Portanto, não serão tecidas considerações a respeito da edição de normas gerais sobre licitações e contratos administrativos por meio de lei complementar ou mesmo cogitações acerca de inconstitucionalidades que possam eivar de vício as disposições contidas no referido diploma legal, sobretudo em seus arts. 42. a 49. Nesse momento, inclina-se pelo entendimento de que as discriminações legais estabelecidas revestem-se de plena constitucionalidade, havendo de aguardar eventual manifestação do Supremo Tribunal Federal em sentido contrário.1


APLICAÇÃO DA PREVISÃO CONTIDA NOS ARTS. 44. E 45, INC. I, DA LEI COMPLEMENTAR Nº 123/06, NAS LICITAÇÕES PROCESSADAS PELA MODALIDADE PREGÃO

O art. 44. da Lei Complementar nº 123/06 prevê que:

Art. 44 Nas licitações será assegurada, como critério de desempate, preferência de contratação para as microempresas e empresas de pequeno porte.

Essa disposição, por si só, não representa nenhuma inovação, pois a Lei de Licitações já prevê, em seu art. 3º, § 2º e art. 45, § 2º, critérios de preferência para desigualar propostas empatadas. A inovação fica por conta da definição de empate, contida nos §§ 1º e 2º desse mesmo art. 44.

Via de regra, são consideradas empatadas propostas equivalentes, ou seja, propostas que além de atenderem aos requisitos técnicos fixados pelo instrumento convocatório da licitação consignem preços idênticos. No entanto, de acordo com o novo critério legal, entende-se por empatadas aquelas propostas apresentadas por microempresas e empresas de pequeno porte cujos preços sejam iguais ou até 10% superiores ao preço da proposta mais bem classificada (art. 44, § 1º). No caso de a modalidade empregada ser o pregão, a diferença de preço poderá ser de até 5% superior ao melhor preço (art. 44, § 2º).

Obviamente que para serem atingidas pelo critério de equalização de preços que empata as propostas, as ofertas apresentadas pelas microempresas e empresas de pequeno porte deverão satisfazer os requisitos técnicos exigidos pelo instrumento convocatório da licitação desde o princípio. A inovação legal não permite a modificação de aspectos relacionados com a qualidade do objeto ofertado, mas apenas com o fator preço, tornando empatadas (iguais) propostas cujos preços originariamente são desiguais.

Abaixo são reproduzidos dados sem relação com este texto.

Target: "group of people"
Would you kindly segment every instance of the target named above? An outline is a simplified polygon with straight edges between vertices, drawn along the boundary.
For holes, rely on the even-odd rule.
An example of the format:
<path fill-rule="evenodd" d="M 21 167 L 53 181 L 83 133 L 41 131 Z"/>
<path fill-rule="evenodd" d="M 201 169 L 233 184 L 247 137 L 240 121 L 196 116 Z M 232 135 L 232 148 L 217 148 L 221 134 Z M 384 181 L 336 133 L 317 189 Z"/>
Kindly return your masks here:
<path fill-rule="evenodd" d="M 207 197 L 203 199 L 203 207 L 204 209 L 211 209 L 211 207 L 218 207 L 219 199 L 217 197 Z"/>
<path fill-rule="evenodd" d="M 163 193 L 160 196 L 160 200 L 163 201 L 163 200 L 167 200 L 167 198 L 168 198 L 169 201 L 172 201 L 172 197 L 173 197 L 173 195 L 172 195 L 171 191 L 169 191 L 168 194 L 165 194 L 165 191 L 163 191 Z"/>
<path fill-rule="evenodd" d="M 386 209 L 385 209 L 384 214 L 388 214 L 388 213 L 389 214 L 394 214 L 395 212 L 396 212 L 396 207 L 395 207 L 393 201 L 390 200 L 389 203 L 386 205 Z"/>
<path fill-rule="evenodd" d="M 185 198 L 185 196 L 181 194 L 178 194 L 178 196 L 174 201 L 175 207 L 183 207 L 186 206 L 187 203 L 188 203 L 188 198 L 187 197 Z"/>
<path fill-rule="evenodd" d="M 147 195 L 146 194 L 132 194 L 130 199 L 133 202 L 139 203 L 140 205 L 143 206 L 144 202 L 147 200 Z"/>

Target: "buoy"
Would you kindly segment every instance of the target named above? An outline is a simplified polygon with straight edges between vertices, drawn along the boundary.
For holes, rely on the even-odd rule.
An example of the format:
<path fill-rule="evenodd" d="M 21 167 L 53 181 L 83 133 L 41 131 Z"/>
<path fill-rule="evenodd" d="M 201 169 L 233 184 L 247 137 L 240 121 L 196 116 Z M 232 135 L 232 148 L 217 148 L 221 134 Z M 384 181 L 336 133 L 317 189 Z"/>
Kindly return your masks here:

Ocorrido o empate ficto criado pela lei, a microempresa ou empresa de pequeno porte mais bem classificada, e a princípio somente ela, terá a preferência para desempatar esse resultado, o que poderá fazê-lo com a apresentação de preço inferior àquele registrado na proposta, inicialmente considerado como menor valor na disputa. Sobre o assunto, o inc. I do art. 45. da Lei Complementar nº 123/06 prevê:

Art. 45 Para efeito do disposto no art. 44. desta Lei Complementar, ocorrendo o empate, proceder-se-á da seguinte forma:

I - a microempresa ou empresa de pequeno porte mais bem classificada poderá apresentar proposta de preço inferior àquela considerada vencedora do certame, situação em que será adjudicado em seu favor o objeto licitado;2

Exercício do direito de preferência

A finalidade do empate ficto e do direito de preferência é favorecer as microempresas e empresas de pequeno porte, fazendo com que suas ofertas sejam consideradas empatadas com as propostas apresentadas por empresas não enquadradas nessa condição, mesmo quando forem superiores em até 5% ou 10%, conforme a modalidade de licitação. Nessa hipótese, é dada preferência para a licitante microempresa ou empresa de pequeno porte desempatar o resultado.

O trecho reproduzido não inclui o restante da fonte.